Художники приходили сюда поговорить, посоветоваться, просто посидеть вечерок, часто приносили эскизы оформления готовящихся постановок, рисунки костюмов.
— Удивительное чутье у дяди Гиляя, — сказал однажды Федотов, показав ему эскизы к какой-то классической опере. — Уверен, что он никаких альбомов не видел, но замечания сделал верные. Чутье! В нашем деле чутье имеет важное значение.
— Об этом еще Илья Ефимович говорил, — вставил, случайно услыхав эти слова, Гиляровский.
— Не поняв Грозного изнутри, едва ли я смог бы написать его, — сказал однажды, по словам Гиляровского, Репин. — Даже разбросанные в палате по полу валики от диванов почувствовать и пережить надо, прежде чем написать. В Оружейной палате я ведь их не видал, — сказал однажды Репин, когда разговор зашел об «Иване Грозном».

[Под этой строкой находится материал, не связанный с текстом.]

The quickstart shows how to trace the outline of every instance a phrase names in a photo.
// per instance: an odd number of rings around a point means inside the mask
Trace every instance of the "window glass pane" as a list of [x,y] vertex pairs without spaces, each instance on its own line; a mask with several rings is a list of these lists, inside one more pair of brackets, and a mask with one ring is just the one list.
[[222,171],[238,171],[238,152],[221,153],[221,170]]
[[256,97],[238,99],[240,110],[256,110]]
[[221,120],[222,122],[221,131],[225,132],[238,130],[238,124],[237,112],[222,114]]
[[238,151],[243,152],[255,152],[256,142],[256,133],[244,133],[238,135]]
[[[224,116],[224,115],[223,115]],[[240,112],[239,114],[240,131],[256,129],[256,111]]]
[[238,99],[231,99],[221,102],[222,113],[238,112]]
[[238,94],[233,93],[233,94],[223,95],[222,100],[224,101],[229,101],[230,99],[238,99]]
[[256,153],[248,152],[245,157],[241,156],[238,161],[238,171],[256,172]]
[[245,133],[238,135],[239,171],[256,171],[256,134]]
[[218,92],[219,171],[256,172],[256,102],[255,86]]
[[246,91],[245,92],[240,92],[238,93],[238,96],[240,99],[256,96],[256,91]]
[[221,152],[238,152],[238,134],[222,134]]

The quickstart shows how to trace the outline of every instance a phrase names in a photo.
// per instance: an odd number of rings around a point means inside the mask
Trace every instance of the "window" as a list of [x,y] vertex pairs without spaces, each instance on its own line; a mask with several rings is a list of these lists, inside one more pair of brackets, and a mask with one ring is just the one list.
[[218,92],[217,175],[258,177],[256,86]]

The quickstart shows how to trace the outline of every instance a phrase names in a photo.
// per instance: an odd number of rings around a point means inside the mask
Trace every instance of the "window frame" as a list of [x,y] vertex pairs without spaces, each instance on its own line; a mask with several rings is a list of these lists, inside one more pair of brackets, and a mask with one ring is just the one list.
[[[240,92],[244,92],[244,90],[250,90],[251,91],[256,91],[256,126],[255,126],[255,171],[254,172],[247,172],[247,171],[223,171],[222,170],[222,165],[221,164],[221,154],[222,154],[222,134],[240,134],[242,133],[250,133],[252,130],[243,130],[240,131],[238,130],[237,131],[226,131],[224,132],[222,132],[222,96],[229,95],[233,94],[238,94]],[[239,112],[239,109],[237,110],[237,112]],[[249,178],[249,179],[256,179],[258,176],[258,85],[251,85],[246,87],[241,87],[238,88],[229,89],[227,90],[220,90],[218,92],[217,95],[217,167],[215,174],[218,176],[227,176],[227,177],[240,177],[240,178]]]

Много пришлось слышать таких разговоров Владимира Алексеевича и с уже окрепшими театральными художниками, и с только что вступившими на этот путь. Занимательными, острыми бывали споры Гиляровского с уже известным художником Г. Б. Якуловым. Когда полный задора Якулов, вкусивший славы за оформление постановки в Камерном театре у А. И. Таирова, вдохновенно отстаивал свои взгляды на желтое солнце, Гиляровский, ласково улыбаясь, замечал ему:
— Не желтое солнце, Георгий Богданович, а несколько другого оттенка!